Finora il Governo ha confermato la validità del programma avviato con l'emanazione del Testo Unico e altre azioni finalizzate a creare una rete interistituzionale.
Nell'ambito del dl 1167 (A.C. 1441 - quater - C sui lavori usuranti), è prevista la delega al Governo per il riordino degli Enti vigilati dai Ministeri. A questo proposito, le Commissioni Lavoro del Parlamento hanno prodotto emendamenti (all'articolo 2 - comma1 - lettera c) sull'Ispesl e sull'Inail.

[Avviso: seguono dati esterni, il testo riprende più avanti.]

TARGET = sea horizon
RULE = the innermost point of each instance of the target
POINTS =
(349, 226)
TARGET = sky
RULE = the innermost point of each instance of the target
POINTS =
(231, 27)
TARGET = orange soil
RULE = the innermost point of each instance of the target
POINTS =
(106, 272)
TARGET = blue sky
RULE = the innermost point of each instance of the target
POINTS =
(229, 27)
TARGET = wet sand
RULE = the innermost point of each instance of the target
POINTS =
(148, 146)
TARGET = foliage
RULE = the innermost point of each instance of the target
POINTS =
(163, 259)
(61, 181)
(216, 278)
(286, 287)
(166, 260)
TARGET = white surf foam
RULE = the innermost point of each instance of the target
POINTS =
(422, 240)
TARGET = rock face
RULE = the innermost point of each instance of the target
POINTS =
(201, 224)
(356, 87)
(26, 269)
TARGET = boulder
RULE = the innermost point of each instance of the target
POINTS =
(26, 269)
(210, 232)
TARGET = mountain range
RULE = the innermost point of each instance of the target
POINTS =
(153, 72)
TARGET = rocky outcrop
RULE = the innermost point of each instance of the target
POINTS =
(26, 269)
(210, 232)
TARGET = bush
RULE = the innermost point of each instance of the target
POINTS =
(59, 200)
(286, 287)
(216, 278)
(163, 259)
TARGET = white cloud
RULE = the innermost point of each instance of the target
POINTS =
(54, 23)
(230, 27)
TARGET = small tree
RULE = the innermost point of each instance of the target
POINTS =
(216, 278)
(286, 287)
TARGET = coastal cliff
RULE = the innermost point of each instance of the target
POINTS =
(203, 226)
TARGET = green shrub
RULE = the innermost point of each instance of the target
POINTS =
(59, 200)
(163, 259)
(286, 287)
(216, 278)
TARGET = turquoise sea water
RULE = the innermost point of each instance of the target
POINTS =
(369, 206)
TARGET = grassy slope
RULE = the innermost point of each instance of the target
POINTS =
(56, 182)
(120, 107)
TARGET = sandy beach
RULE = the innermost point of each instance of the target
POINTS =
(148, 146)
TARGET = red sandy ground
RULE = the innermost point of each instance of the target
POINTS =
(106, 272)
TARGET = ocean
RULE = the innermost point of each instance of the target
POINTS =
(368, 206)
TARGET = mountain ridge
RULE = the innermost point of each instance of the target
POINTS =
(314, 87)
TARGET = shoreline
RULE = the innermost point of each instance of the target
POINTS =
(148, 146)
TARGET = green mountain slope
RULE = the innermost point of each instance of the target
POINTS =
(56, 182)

In particolare, per quanto riguarda l'Istituto superiore per la prevenzione e la sicurezza del lavoro (vigilato dal ministero della Salute), l'Inail (vigilato dal ministero del Lavoro) diventerebbe il soggetto istituzionale preposto ad emanare direttive proprio all'Ispesl sulla sicurezza dei luoghi di lavoro e a garantirne la funzionalità delle attività di ricerca.

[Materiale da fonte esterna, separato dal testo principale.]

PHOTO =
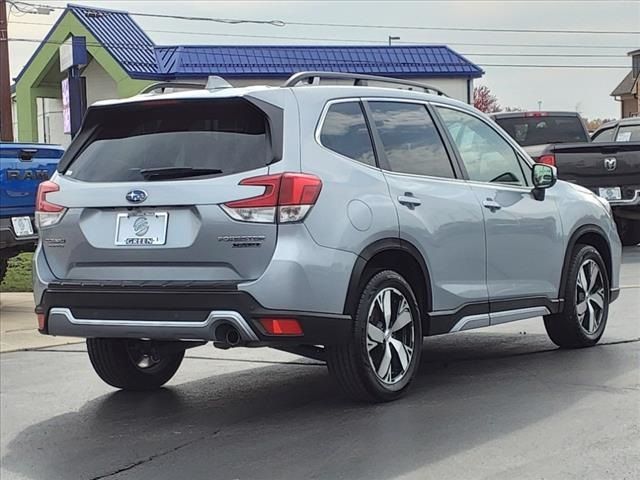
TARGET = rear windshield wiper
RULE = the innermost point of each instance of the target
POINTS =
(176, 172)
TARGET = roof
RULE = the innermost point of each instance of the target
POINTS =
(282, 60)
(318, 93)
(625, 87)
(141, 58)
(122, 36)
(534, 113)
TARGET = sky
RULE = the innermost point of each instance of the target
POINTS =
(583, 89)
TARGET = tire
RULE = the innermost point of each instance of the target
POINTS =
(586, 304)
(4, 265)
(355, 365)
(121, 363)
(629, 232)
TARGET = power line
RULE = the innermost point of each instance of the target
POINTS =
(346, 62)
(360, 40)
(462, 29)
(280, 23)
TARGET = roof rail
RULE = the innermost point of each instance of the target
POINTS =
(163, 85)
(213, 83)
(313, 78)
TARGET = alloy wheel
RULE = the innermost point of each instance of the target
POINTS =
(590, 297)
(390, 335)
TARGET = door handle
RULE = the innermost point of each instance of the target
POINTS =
(408, 200)
(491, 205)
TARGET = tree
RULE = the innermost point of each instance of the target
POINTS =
(484, 100)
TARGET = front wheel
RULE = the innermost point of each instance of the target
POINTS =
(382, 357)
(132, 364)
(4, 265)
(586, 304)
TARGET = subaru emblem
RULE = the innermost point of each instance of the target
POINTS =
(610, 163)
(136, 196)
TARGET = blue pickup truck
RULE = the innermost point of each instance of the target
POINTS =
(22, 167)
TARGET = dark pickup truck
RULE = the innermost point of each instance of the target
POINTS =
(22, 168)
(610, 169)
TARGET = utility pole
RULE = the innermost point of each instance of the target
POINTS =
(6, 119)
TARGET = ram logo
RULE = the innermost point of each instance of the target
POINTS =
(610, 163)
(136, 196)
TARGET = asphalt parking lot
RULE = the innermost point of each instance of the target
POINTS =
(495, 403)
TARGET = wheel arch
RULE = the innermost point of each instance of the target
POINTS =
(398, 255)
(588, 235)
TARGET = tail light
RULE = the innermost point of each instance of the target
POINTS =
(549, 159)
(287, 198)
(281, 326)
(47, 213)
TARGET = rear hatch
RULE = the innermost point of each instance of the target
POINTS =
(143, 184)
(22, 168)
(601, 166)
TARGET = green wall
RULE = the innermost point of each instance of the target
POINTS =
(36, 80)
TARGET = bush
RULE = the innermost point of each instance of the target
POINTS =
(18, 277)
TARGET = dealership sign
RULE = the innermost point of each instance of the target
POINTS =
(73, 53)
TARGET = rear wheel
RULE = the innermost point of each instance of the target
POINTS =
(132, 364)
(382, 357)
(586, 304)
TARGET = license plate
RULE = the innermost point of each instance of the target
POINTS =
(22, 226)
(610, 193)
(141, 229)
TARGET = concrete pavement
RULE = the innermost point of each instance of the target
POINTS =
(495, 403)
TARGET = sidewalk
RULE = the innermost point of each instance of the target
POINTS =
(19, 327)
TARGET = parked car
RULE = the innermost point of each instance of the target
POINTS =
(339, 222)
(534, 131)
(609, 165)
(22, 167)
(625, 130)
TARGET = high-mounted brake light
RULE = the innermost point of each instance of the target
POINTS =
(47, 213)
(536, 114)
(549, 159)
(287, 198)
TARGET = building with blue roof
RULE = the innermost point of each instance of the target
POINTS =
(122, 60)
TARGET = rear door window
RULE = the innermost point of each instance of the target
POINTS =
(411, 141)
(223, 136)
(345, 131)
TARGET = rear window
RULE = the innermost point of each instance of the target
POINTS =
(229, 135)
(604, 135)
(544, 129)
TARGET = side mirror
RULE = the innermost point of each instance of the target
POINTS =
(543, 176)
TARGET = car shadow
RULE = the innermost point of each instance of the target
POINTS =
(290, 421)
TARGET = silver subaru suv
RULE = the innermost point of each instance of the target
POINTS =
(342, 222)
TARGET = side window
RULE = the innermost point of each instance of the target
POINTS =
(345, 131)
(410, 139)
(604, 135)
(486, 155)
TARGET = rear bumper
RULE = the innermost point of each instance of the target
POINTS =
(191, 312)
(9, 241)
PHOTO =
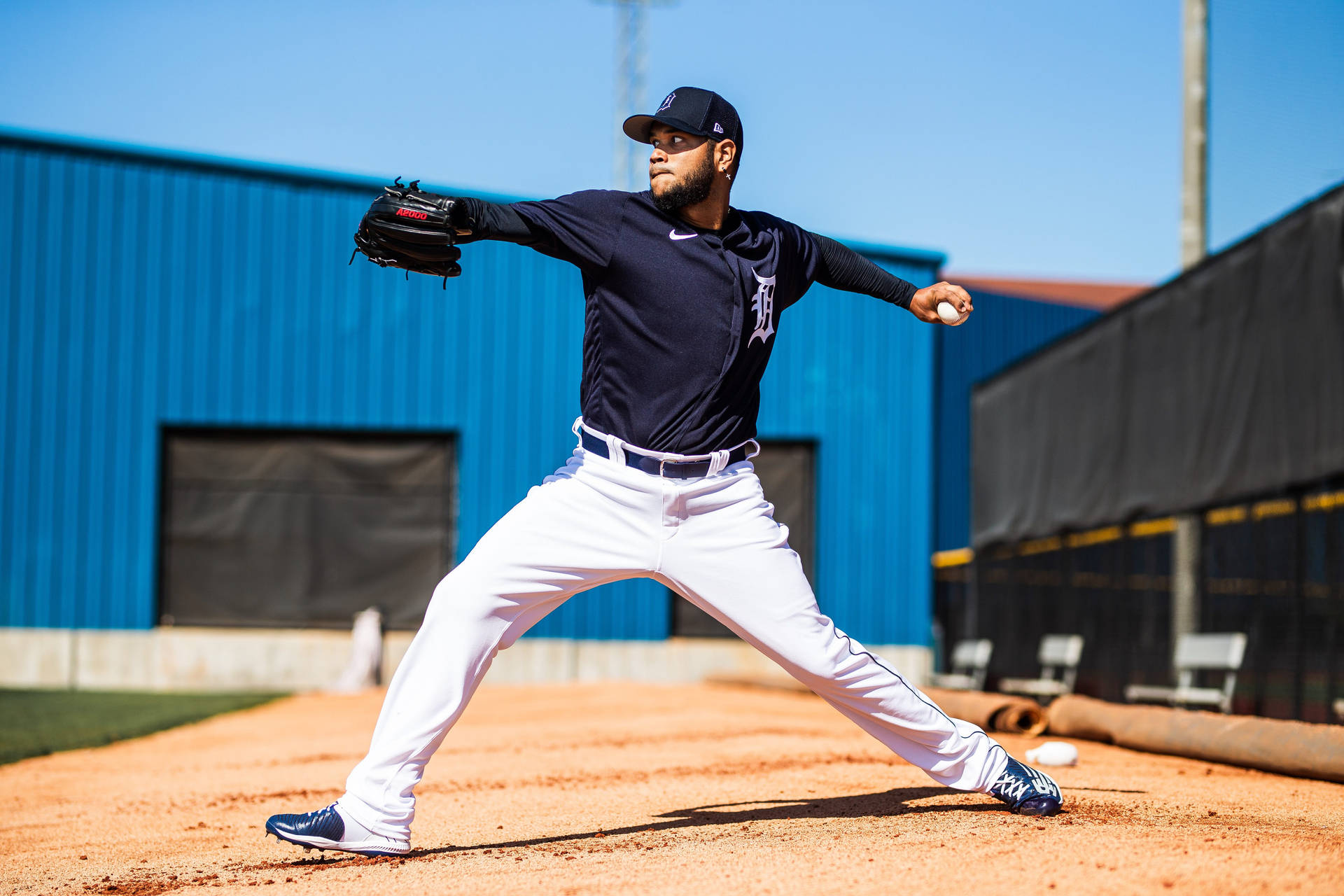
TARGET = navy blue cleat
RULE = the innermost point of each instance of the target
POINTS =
(330, 830)
(1026, 790)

Una decisione in contrasto con il contenuto del Dpr 303 del 2002 che definisce l'Ispesl come un Ente di diritto pubblico della ricerca, dotato di piena autonomia.
Infatti, l'Istituto è l'organo tecnico-scientifico del Servizio sanitario nazionale per quanto riguarda ricerca, sperimentazione, controllo, consulenza, assistenza, alta formazione, informazione e documentazione in materia di prevenzione degli infortuni e delle malattie professionali, sicurezza sul lavoro, nonché di promozione e tutela della salute negli ambienti di vita e lavoro, del quale si avvalgono gli organi centrali dello Stato (preposti ai settori della salute, ambiente, lavoro, produzione) le Regioni e le province autonome di Trento e Bolzano.

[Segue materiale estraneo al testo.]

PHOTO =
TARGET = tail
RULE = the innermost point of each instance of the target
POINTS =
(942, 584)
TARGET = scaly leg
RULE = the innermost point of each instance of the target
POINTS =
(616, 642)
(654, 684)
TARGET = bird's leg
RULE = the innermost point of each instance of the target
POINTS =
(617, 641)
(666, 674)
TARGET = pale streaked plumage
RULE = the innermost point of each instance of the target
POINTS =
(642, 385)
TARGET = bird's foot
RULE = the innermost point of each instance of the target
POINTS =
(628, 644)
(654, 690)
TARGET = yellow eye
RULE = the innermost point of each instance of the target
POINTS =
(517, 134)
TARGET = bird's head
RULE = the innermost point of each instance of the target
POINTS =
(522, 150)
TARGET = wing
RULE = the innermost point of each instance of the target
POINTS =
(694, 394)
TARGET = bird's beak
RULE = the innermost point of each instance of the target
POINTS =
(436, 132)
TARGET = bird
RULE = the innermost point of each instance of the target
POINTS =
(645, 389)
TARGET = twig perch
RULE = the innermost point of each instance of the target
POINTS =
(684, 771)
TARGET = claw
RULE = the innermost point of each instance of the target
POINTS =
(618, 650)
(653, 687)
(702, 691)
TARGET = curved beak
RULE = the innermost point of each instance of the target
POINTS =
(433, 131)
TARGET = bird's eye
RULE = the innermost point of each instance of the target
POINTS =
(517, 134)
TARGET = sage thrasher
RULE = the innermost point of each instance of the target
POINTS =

Inoltre, l'Ispesl si avvale di proprie strutture centrali e territoriali (5 Dipartimenti tecnico-scientifici centrali e 36 Agenzie territoriali e di professionalità altamente specializzate); svolge direttamente attività di studio e ricerca scientifica con sperimentazione ed elaborazione dei criteri e delle metodologie per la prevenzione degli infortuni e delle malattie professionali con particolare riguardo all'evoluzione tecnologica di impianti, materiali, attrezzature e processi produttivi. Non ultimo, l'Istituto interviene nei controlli che richiedono elevata competenza scientifica accedendo nei luoghi di lavoro per eseguire accertamenti ed indagini; effettua la sorveglianza epidemiologica delle malattie professionali e, in particolare, dei tumori di sospetta origine professionale, oltre che sistemi di registrazione delle esposizioni ad agenti cancerogeni e biologici; effettua, per conto di organismi pubblici e privati, attività di formazione, perfezionamento e aggiornamento, svolge attività di consulenza, di informazione e formazione e assistenza alle imprese e agli organismi paritetici. Dal canto suo, l'Inail è un Ente di diritto pubblico che opera nel settore previdenziale e assicurativo infortunistico, la cui competenza istituzionale lo definisce quale gestore dell'assicurazione obbligatoria sugli infortuni sul lavoro con il compito di favorire il reinserimento nella vita lavorativa degli infortunati sul lavoro. L'emendamento approvato dall'XI Commissione Lavoro della Camera, oltre ad incidere sulla effettiva autonomia dell'Ispesl (creando un rapporto di sovraordinazione di un ente rispetto ad un altro) si muove in una logica di sistema che non valorizza quanto di meglio i due Enti sono in grado di mettere in campo attraverso specifiche competenze. Va aggiunto, inoltre, che un sistema di interazione e coordinamento delle attività è già previsto.
Crediamo che il problema della sicurezza del lavoro possa essere affrontato attraverso il reale coordinamento "inter pares" dei soggetti istituzionali interessati ed evidentemente con il coinvolgimento delle parti sociali.
E' necessario che, sulla sicurezza del lavoro, il dibattito politico si concluda con un'adeguata soluzione attraverso l'adozione, da parte del Parlamento, di un provvedimento per la costituzione di un funzionale coordinamento delle attività di prevenzione e tutela della salute e sicurezza dei lavoratori tra i soggetti pubblici preposti.